Nathaniel Mackey to deliver annual UCSC Faculty Research Lecture

UC Santa Cruz professor of literature Nathaniel Mackey will deliver the 38th annual Faculty Research Lecture on Wednesday, February 15, at 8 p.m. in the Music Center Recital Hall. His lecture is titled "Cante Moro." The event is free and open to the public.

Mackey was selected by UCSC faculty members for the prestigious honor given in recognition of his "extraordinary accomplishments in many fields of scholarly and creative activity." As a poet, literary critic, fiction writer, and journal editor, Mackey has produced a wide variety of work over the past three decades that has earned him national and international recognition.
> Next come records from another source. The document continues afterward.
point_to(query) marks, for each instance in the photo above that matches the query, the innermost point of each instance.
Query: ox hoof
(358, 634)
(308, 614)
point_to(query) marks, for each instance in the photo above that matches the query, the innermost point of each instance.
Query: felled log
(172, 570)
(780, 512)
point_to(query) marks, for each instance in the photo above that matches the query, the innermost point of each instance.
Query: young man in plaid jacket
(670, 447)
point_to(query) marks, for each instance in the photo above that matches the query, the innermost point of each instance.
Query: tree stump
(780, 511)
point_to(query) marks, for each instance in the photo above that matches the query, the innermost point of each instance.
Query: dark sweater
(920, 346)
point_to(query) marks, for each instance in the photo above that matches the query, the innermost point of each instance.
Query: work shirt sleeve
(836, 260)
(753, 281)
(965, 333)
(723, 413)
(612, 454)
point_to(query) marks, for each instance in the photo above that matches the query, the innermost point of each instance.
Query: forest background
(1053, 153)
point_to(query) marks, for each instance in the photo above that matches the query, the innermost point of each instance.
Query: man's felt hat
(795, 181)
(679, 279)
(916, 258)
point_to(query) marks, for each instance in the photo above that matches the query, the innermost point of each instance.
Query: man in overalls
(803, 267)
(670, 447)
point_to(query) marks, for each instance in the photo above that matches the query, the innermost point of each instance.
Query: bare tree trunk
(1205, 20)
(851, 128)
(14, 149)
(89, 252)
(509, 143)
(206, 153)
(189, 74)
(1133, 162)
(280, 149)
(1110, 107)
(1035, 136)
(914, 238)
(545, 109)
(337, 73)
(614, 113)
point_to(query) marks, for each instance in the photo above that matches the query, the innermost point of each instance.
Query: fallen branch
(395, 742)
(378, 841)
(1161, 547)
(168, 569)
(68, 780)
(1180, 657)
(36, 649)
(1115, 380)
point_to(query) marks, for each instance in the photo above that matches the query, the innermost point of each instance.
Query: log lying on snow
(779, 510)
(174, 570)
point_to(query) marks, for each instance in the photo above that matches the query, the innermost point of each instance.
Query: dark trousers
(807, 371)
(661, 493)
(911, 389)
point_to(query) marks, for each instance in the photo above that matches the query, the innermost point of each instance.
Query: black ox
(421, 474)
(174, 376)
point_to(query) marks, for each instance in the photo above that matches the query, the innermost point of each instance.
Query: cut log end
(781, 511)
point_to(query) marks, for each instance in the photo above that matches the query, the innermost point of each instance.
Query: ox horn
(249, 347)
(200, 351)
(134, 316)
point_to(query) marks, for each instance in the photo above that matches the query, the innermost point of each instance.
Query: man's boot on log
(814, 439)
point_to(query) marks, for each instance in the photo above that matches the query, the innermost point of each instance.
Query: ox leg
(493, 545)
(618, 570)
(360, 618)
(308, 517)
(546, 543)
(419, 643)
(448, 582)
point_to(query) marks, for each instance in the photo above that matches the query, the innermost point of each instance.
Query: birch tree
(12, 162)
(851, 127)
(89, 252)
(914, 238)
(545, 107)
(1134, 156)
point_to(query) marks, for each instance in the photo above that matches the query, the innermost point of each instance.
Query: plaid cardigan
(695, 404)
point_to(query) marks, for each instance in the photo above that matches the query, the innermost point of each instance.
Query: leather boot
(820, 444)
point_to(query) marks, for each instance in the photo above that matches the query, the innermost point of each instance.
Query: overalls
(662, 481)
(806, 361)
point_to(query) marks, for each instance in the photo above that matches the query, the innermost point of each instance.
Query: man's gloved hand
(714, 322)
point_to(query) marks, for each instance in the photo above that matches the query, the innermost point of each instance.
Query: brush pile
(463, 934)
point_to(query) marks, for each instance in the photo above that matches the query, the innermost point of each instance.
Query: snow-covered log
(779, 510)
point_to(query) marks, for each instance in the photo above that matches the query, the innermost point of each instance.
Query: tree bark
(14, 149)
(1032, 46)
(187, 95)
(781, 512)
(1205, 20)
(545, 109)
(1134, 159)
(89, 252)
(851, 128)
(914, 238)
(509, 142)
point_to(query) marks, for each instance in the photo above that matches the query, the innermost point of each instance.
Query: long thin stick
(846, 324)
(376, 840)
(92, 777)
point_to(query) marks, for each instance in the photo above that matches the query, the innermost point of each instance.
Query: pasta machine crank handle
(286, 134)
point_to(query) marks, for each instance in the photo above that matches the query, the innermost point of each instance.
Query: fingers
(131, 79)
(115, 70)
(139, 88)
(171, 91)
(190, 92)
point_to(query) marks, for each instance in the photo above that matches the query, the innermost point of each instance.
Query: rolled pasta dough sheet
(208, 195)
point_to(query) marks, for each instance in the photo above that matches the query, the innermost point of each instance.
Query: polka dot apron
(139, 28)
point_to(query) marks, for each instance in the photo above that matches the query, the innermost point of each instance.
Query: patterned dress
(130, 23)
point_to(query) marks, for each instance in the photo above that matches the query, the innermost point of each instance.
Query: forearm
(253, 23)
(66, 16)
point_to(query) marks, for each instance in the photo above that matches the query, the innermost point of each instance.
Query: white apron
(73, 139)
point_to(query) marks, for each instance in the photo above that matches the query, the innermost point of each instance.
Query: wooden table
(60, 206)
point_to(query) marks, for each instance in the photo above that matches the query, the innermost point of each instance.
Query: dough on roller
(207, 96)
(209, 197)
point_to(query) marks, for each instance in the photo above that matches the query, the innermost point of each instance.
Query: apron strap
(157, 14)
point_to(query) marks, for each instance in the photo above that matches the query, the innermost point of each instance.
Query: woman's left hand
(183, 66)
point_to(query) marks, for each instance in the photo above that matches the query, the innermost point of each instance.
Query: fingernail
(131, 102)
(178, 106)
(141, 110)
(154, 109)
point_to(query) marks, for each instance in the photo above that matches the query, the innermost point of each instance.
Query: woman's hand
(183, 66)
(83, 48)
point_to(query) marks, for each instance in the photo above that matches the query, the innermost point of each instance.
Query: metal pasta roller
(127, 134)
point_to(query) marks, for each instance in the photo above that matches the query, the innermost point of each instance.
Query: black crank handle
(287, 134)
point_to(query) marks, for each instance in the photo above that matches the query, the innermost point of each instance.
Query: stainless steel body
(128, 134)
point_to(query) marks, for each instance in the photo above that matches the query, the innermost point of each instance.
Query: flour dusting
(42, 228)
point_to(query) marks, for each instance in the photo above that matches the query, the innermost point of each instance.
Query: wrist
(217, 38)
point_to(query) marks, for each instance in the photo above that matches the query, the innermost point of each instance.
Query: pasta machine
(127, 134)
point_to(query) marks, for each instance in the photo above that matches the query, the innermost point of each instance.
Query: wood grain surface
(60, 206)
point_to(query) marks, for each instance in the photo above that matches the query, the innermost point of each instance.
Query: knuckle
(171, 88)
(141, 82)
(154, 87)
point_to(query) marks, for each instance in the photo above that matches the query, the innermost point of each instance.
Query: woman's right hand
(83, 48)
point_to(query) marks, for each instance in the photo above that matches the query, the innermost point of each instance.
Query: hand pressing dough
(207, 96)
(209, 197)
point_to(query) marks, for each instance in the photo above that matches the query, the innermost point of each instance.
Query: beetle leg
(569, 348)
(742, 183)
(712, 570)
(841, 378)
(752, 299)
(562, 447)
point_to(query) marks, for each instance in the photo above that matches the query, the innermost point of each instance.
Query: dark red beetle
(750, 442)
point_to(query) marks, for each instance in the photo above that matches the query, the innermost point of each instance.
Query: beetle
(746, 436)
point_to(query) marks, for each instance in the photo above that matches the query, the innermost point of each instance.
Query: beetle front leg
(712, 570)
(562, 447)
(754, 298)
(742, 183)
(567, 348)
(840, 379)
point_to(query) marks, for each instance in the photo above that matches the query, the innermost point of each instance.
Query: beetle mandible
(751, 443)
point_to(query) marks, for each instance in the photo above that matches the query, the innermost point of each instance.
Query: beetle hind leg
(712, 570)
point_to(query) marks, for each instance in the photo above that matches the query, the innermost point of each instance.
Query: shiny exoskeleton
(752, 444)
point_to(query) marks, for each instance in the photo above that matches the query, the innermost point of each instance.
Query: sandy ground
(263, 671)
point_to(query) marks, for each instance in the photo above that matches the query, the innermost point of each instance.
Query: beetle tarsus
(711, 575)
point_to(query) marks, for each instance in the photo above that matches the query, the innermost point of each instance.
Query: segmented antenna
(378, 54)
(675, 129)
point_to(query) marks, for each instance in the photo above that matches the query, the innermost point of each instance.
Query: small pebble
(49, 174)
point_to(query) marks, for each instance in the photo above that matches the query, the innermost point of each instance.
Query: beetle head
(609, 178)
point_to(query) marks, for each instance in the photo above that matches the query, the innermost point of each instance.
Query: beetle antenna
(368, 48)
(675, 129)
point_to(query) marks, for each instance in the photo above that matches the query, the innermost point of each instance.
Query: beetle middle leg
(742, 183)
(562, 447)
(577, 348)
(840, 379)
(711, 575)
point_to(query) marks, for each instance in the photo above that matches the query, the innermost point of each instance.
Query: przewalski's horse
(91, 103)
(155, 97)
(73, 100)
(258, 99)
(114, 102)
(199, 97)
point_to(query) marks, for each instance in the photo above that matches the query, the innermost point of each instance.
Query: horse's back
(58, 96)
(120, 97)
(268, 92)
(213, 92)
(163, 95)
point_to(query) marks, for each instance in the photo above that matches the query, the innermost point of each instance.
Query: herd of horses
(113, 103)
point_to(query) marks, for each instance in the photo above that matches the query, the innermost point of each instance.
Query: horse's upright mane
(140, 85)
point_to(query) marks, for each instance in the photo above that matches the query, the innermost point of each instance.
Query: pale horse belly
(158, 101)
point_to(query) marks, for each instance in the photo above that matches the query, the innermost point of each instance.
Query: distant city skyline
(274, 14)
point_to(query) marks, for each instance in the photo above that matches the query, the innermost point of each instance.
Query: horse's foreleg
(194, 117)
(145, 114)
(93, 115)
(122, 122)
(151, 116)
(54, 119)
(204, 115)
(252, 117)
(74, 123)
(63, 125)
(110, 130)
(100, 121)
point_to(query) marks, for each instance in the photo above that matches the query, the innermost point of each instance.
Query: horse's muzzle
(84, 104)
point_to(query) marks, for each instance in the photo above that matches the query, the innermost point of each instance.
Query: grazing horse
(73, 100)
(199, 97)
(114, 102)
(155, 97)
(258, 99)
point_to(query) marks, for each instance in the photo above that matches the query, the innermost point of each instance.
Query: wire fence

Mackey is the author of eight books of poetry, including Four for Trane, Septet for the End of Time, Outlantish, and Song of the Andoumboulou, which are widely regarded as among the most innovative examples of contemporary American experimental writing. His 1985 poetry book, Eroding Witness, was selected for publication in the National Poetry Series. He received a Whiting Writer's Award in 1993 and was elected to the Board of Chancellors of the Academy of American Poets in 2001, one of the highest honors in the field of poetry.

Mackey's two volumes of literary criticism include Paracritical Hinge, published last year by the University of Wisconsin Press, and Discrepant Engagement: Dissonance, Cross-Culturality, and Experimental Writing (Cambridge University Press, 1993). For the past 30 years, Mackey has also single-handedly served as editor of the literary journal Hambone, which brings together diverse strands of innovative work from both established and emerging writers,

Known as an authority on the relations between African and African American music and writing, Mackey has edited an influential anthology, Moment's Notice: Jazz in Poetry and Prose (1993), and produced a poetry CD in collaboration with contemporary jazz musicians. He has also completed three novels in a series titled From a Broken Bottle Traces of Perfume Still Emanate--composed as letters written by a composer/multi-instrumentalist named N, a founding member of a fictional band known as the Mystic Horn Society. And his longtime radio program on Santa Cruz public radio station KUSP, titled Tanganyika Strut, continues to spotlight African music throughout the world.

Mackey's innovative work in prose and poetry has attracted widespread notice from scholars, writers, and musicians; he is frequently sought for interviews and to be the subject of Ph.D. dissertations. The acclaimed African and African American literary journal Callaloo even devoted an entire issue to his work.

Mackey graduated with High Honors in English from Princeton University in 1969 and completed his Ph.D. at Stanford. He taught at the University of Wisconsin and the University of Southern California, where he directed the Black Studies Program, before joining the UCSC faculty in 1979.